Blinken went to China! Why did he go? What happened? What does it mean? Thanks to this long-weekend jaunt, is World War III more or less likely to happen? To answer these questions and more, I’ve invited Dali Yang, UChicago professor of China’s political economy, and Nathaniel Sher, a senior research analyst on China at the Carnegie Endowment for International Peace, to discuss Blinken’s visit to Beijing.
In this abridged transcript below we cover:
The low expectations for Blinken’s trip to China — but why both sides might favor stability;
The setting of Blinken’s meeting with Xi in the Great Hall of the People;
The value of tangible, issue-based outcomes amid otherwise icy relations; and
Why the Chinese have been reluctant to discuss deescalation protocols.
Dali Yang: The US-China mega cycle started with a little ping pong ball but ended with a gigantic balloon.

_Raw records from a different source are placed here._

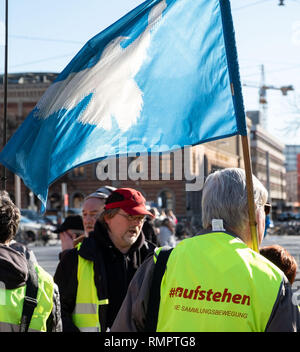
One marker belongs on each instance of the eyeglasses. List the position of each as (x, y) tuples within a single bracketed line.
[(138, 218), (267, 208)]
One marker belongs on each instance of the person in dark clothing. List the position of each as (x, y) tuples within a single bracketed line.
[(110, 257), (149, 230)]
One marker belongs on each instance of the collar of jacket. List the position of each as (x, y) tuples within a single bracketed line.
[(99, 238), (13, 268)]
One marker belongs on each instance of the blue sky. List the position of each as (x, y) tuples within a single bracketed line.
[(45, 35)]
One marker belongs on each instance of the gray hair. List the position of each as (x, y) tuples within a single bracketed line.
[(225, 197)]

During the height of the Cold War, there were a lot of efforts at confidence building. Open skies, arms control, and other measures followed the Cuban Missile Crisis.
The US has a lot of experience with managing like this. Some personnel are students of the Kissinger era. They believe you have to try to manage things. The Chinese side bought that rhetoric — that we need to stabilize the US-China relationship.
Jordan Schneider: There were extraordinarily low expectations. As Kurt Campbell said in his pre-briefing to reporters, “This is not a visit in which I would anticipate a long list of deliverables coming out of it.”
Dali Yang: Expectation management is built into the White House operations nowadays, and Kurt Campbell was doing his job. It also reflects the frozen state of relations.
There was a desire to make sure that the Secretary of State would be the first to go rather than some other cabinet member, even though China appeared to be much more willing to let the others happen. Secretary Blinken has been leading the effort confronting China.
Meeting with Qin Gang, China’s Foreign Minister
Dali Yang: When Qin Gang 秦刚 was the Ambassador to the United States [July 27, 2021, to January 5, 2023], he was immensely frustrated because he couldn’t meet people in the administration in any serious way. He wasn’t received by the President.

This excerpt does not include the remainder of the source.